Gastroenterology & Hepatology
November 2015, Volume 11, Issue 11
Andrew T. Chan, MD, MPH
Associate Professor of Medicine
Harvard Medical School
Massachusetts General Hospital
Boston, Massachusetts
G&H What are the Nurses’ Health Study I and II?
AC Established in 1976, the Nurses’ Health Study I is a prospective cohort of 121,700 female registered nurses aged 30 to 55 years residing in 11 states across the country who completed an initial mail-in health questionnaire. The Nurses’ Health Study II, which began in 1989, is a parallel cohort of over 116,000 female registered nurses who were between the ages of 25 and 42 years at study enrollment. Every 2 years, women in both cohorts have returned follow-up questionnaires at a response rate of over 90% to update their information. Reports of diagnoses of chronic diseases have been confirmed via review of medical records. Together, these cohorts represent over 200,000 women who have been followed very closely for their diet, lifestyle, medication use, and diagnoses of chronic diseases, including Crohn’s disease and ulcerative colitis.
G&H What are the demographics of the study participants, and how representative are they of the general US population?
AC Both cohorts represent a cross-section of the nursing profession at the time of their enrollment (1976 and 1989). Thus, the study populations include relatively more white and educated women than the general US population. However, in absolute terms, there is a reasonably large number of minority participants.
There has been a common misconception that these cohorts are thus not representative of the US population in terms of behavioral or lifestyle risk factors. However, our studies have shown that these women are actually quite reflective of the overall population of US women in terms of risk factors such as body mass index, smoking, and physical activity. In addition, the age-appropriate incidence rates of chronic diseases, such as cancer, cardiovascular disease, and inflammatory bowel disease (IBD), are quite consistent with those of the general population.
G&H What are the strengths of the studies?
AC There are several key strengths. First, the size of the cohorts allows my colleagues and I to look prospectively at the association of diet, lifestyle, and other factors and the incidence of IBD. A large cohort is needed for such studies because IBD is actually a relatively rare disease. A cohort study is more useful than a case-control study, which enrolls patients with IBD and matches them to non-IBD controls. In the latter type of study, there is always a risk that the IBD patients might recall their lifestyle and diet differently than the non-IBD controls or that other factors involved in the selection of the non-IBD controls could influence the results.
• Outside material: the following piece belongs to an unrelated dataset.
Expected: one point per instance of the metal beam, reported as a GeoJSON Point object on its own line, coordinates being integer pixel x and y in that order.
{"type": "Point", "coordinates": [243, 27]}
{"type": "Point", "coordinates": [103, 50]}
Second, because the cohorts are comprised of nurses, the study participants are very engaged and educated about their health, so they are able to provide high-quality, detailed information about their lifestyle habits and medical conditions. Their motivation and willingness to complete multiple questionnaires have enabled us to sustain a response rate of over 90% over 3 decades. This high response rate is critical for collecting high-quality data regarding risk factors for Crohn’s disease, ulcerative colitis, and other medical conditions.
Third, over the course of the studies, my colleagues and I have collected blood and urine specimens from the study participants. This has provided us with the opportunity to use genetic and biochemical markers to investigate the connection between certain lifestyle factors and the incidence of IBD.
G&H What are the limitations of these studies?
AC Although the Nurses’ Health Study I and II were designed to prospectively examine the associations between diet, lifestyle habits, medications, and chronic diseases, it is important to keep in mind that these studies are not randomized, controlled trials. Thus, we are not able to definitively assign causality to our observed associations. However, a clinical trial of a lifestyle intervention or medication and the subsequent development of IBD will likely never be feasible. Thus, evidence from prospective cohort studies such as ours is probably the best source of data for understanding how environmental risk factors influence IBD risk.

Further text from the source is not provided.